Some of Konitz's best recordings are without drummers (another of his idiosyncrasies), and Thingin' (hat ART), recorded live in 1995 with pianist Don Friedman and guitarist Atilla Zoller, is certainly among them. Unlike fellow Tristano student Warne Marsh, who never paid much attention to his sound, Konitz grew into a rich colorist on his instrument, and the absence of a drummer focuses more attention on his tonal manipulations. At times, his tone can be deceptively delicate; at others it's quite robust. Sometimes he puts a fine grit in his sound with breath and spittle, then it's clear and bright. His rubato phrasing always plays push-pull games with tempo, and the ensembles on Thingin' ebb and flow all the more freely without a drummer. Free of drumbeats, Konitz can choose whatever direction suits him. He can be relentlessly logical, as he is on his enraptured tightly-knit solo on "Opus D'Amour," where his evenly-paced lustrous eighth-notes advance in measured increments. He can also be mysteriously elliptical -- his smooth, economical, and peripatetic solo on the title track is all asides, sly quotes, and asymmetrically shaped phrases.

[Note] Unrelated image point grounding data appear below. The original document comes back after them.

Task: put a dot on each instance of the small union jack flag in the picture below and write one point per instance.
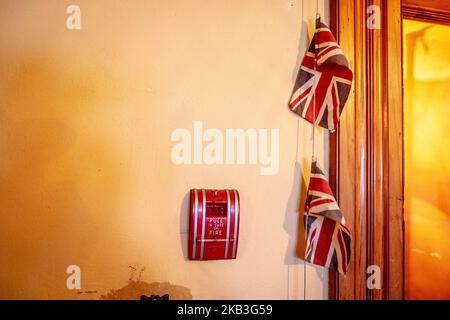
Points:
(324, 81)
(327, 238)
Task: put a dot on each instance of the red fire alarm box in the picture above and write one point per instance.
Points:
(213, 224)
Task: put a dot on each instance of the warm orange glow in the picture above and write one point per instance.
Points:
(427, 160)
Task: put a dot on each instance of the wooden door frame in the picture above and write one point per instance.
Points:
(366, 152)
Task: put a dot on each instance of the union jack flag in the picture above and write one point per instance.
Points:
(324, 81)
(327, 238)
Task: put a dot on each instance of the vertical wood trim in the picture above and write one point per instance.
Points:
(366, 152)
(395, 157)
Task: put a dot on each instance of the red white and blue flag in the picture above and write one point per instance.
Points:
(324, 81)
(327, 238)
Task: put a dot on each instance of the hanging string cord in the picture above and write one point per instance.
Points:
(317, 24)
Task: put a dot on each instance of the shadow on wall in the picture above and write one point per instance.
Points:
(60, 180)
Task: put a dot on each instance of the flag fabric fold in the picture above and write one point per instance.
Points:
(324, 81)
(327, 237)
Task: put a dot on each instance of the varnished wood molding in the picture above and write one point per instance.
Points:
(426, 10)
(366, 152)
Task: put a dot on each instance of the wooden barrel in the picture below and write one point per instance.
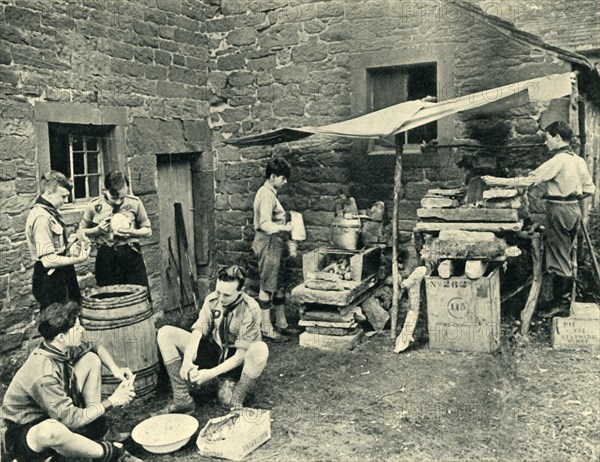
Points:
(119, 317)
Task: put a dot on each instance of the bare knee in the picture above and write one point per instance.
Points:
(166, 334)
(47, 434)
(89, 362)
(257, 353)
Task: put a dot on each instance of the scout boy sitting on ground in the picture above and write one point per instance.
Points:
(53, 404)
(225, 341)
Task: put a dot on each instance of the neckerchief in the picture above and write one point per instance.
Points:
(567, 149)
(224, 327)
(48, 207)
(116, 208)
(70, 384)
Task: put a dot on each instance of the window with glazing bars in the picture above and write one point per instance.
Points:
(81, 152)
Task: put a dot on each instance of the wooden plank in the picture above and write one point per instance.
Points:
(469, 226)
(470, 214)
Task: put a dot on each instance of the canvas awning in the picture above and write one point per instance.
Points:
(411, 114)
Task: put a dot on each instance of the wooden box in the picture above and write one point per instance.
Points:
(580, 330)
(464, 314)
(363, 263)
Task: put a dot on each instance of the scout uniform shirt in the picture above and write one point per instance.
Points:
(243, 322)
(45, 231)
(99, 209)
(267, 207)
(565, 174)
(44, 388)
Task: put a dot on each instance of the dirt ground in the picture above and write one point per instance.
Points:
(526, 402)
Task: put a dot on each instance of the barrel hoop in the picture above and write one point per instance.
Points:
(107, 324)
(132, 293)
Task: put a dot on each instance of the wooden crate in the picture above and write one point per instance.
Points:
(580, 330)
(363, 263)
(464, 314)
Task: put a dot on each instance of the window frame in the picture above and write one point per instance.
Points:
(46, 113)
(442, 56)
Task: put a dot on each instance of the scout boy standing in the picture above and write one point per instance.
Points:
(116, 221)
(54, 277)
(270, 225)
(568, 184)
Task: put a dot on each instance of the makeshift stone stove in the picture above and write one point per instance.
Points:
(461, 239)
(336, 283)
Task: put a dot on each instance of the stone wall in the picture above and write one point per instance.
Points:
(592, 143)
(148, 57)
(193, 73)
(280, 63)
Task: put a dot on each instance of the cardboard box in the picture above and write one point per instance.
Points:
(580, 330)
(464, 314)
(234, 436)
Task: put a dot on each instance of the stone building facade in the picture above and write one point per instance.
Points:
(162, 84)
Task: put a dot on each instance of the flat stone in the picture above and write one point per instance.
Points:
(431, 202)
(331, 331)
(470, 214)
(468, 226)
(500, 193)
(330, 342)
(510, 203)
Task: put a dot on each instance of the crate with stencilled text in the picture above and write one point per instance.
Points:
(580, 330)
(464, 314)
(351, 265)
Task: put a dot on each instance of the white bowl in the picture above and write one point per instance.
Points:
(165, 433)
(120, 222)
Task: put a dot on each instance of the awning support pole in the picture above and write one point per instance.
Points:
(395, 273)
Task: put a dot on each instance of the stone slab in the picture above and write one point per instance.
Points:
(334, 331)
(500, 193)
(436, 202)
(446, 192)
(339, 325)
(512, 203)
(470, 214)
(469, 226)
(302, 294)
(580, 330)
(330, 342)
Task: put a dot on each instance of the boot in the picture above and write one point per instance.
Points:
(241, 390)
(225, 392)
(267, 329)
(281, 321)
(182, 402)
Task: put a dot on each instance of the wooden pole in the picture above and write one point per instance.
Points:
(395, 273)
(534, 292)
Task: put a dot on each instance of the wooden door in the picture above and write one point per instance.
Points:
(175, 186)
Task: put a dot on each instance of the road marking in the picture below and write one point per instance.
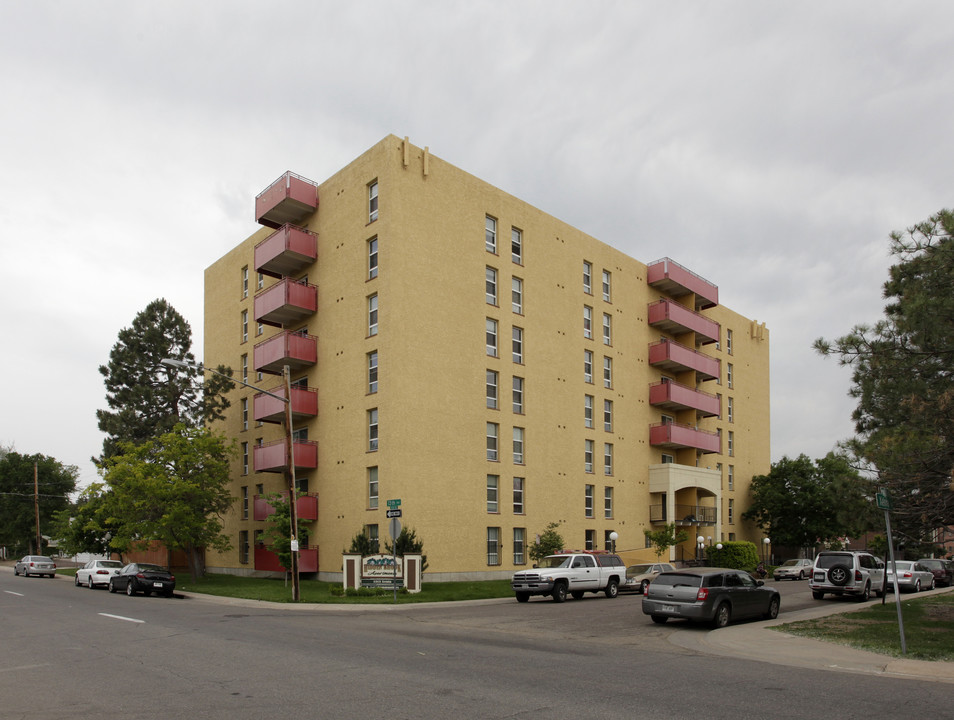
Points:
(120, 617)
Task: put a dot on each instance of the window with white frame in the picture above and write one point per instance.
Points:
(493, 437)
(490, 234)
(491, 286)
(493, 490)
(491, 337)
(516, 295)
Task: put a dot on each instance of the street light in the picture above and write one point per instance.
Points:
(289, 454)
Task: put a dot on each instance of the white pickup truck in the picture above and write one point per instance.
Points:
(573, 574)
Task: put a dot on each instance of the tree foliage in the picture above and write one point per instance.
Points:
(800, 502)
(173, 489)
(146, 398)
(902, 369)
(54, 483)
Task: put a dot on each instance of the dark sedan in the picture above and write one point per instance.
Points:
(144, 578)
(715, 595)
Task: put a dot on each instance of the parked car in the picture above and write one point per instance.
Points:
(793, 570)
(35, 565)
(717, 595)
(97, 572)
(639, 576)
(943, 570)
(911, 576)
(144, 578)
(844, 572)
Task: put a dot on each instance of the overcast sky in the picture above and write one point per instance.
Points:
(770, 147)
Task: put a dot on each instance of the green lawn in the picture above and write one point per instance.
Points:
(928, 628)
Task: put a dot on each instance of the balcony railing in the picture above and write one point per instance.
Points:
(677, 436)
(676, 280)
(307, 506)
(290, 199)
(304, 402)
(675, 357)
(287, 251)
(678, 319)
(272, 457)
(267, 560)
(286, 302)
(676, 396)
(295, 350)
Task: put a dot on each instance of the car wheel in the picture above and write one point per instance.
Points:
(839, 574)
(722, 616)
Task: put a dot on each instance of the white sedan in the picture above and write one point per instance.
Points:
(97, 572)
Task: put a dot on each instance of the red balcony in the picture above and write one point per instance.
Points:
(271, 457)
(676, 436)
(287, 251)
(290, 199)
(675, 280)
(676, 396)
(677, 319)
(270, 409)
(307, 506)
(295, 350)
(267, 561)
(286, 302)
(673, 357)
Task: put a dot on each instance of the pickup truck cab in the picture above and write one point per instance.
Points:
(571, 573)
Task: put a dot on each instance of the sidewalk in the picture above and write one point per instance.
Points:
(755, 641)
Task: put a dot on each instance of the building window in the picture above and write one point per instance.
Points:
(492, 389)
(493, 546)
(491, 286)
(516, 295)
(493, 433)
(243, 547)
(491, 337)
(518, 395)
(518, 446)
(519, 485)
(372, 430)
(516, 245)
(372, 488)
(490, 235)
(373, 371)
(518, 345)
(373, 315)
(519, 544)
(373, 201)
(372, 258)
(493, 488)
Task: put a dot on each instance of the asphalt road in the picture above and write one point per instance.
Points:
(68, 651)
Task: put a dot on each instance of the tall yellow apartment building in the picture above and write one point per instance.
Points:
(486, 364)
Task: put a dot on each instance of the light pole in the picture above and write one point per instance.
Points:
(289, 455)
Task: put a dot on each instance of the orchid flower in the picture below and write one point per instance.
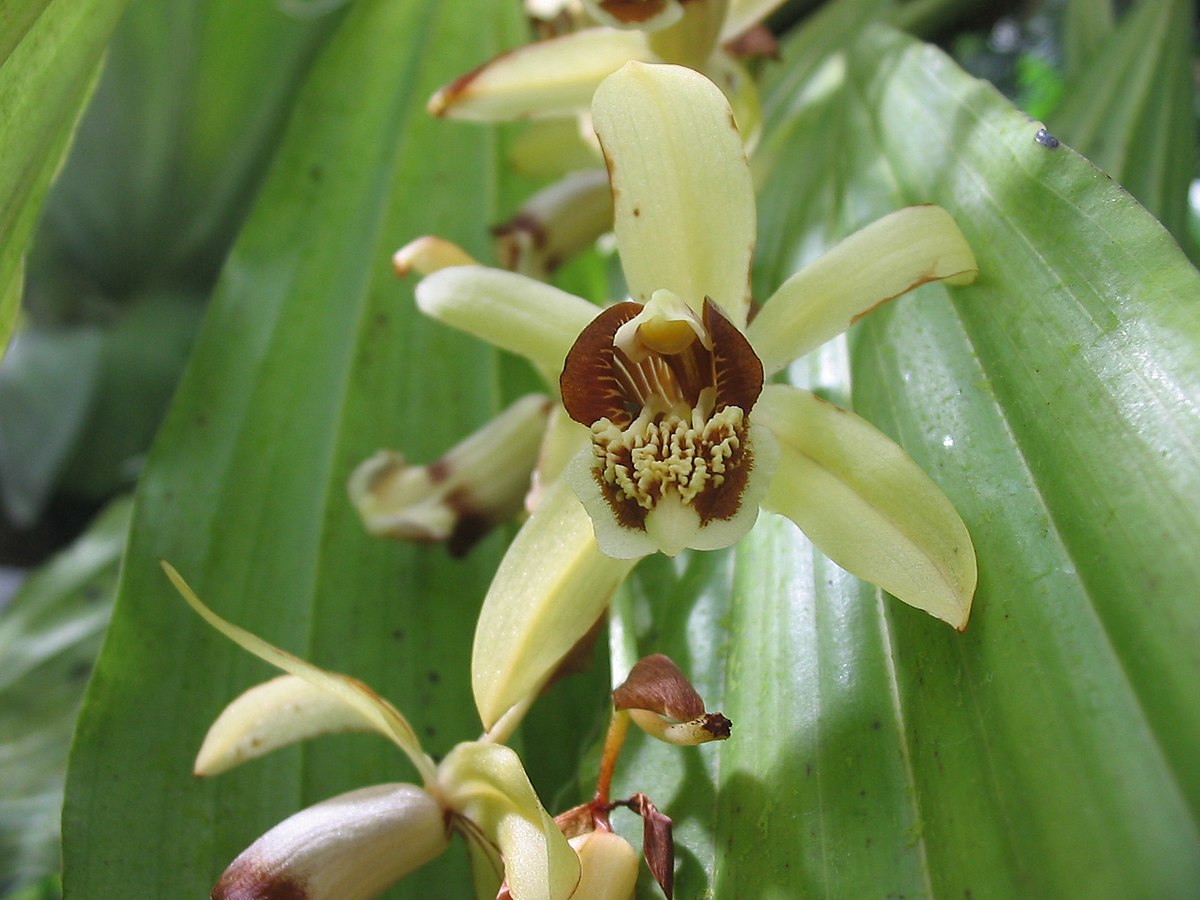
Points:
(355, 845)
(679, 438)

The level of creativity heard on these recent albums becomes all the more remarkable in light of Lee Konitz Meets Jimmy Giuffre (Verve), with material that dates back to the 1950s. The two-CD package includes four albums -- two Konitz-and-strings releases; the title album, a five-saxophone super group arranged by Giuffre; and an album of Giuffre's orchestral music featuring the composer on clarinet. The remarkable strings album, An Image, with arrangements by Bill Russo, is Third Stream in the best sense, with textures and structures reminiscent of modern classical music and Konitz improvising at his most daring and exploratory. In the jazzier setting of the title album, he is just as inspired. These two albums alone make this an essential reissue (the other strings album, arranged by Ralph Burns, is slighter and the Giuffre album is an innovative gem, but Konitz isn't on it) and they remind us that Lee Konitz has been defying convention for more than 40 years.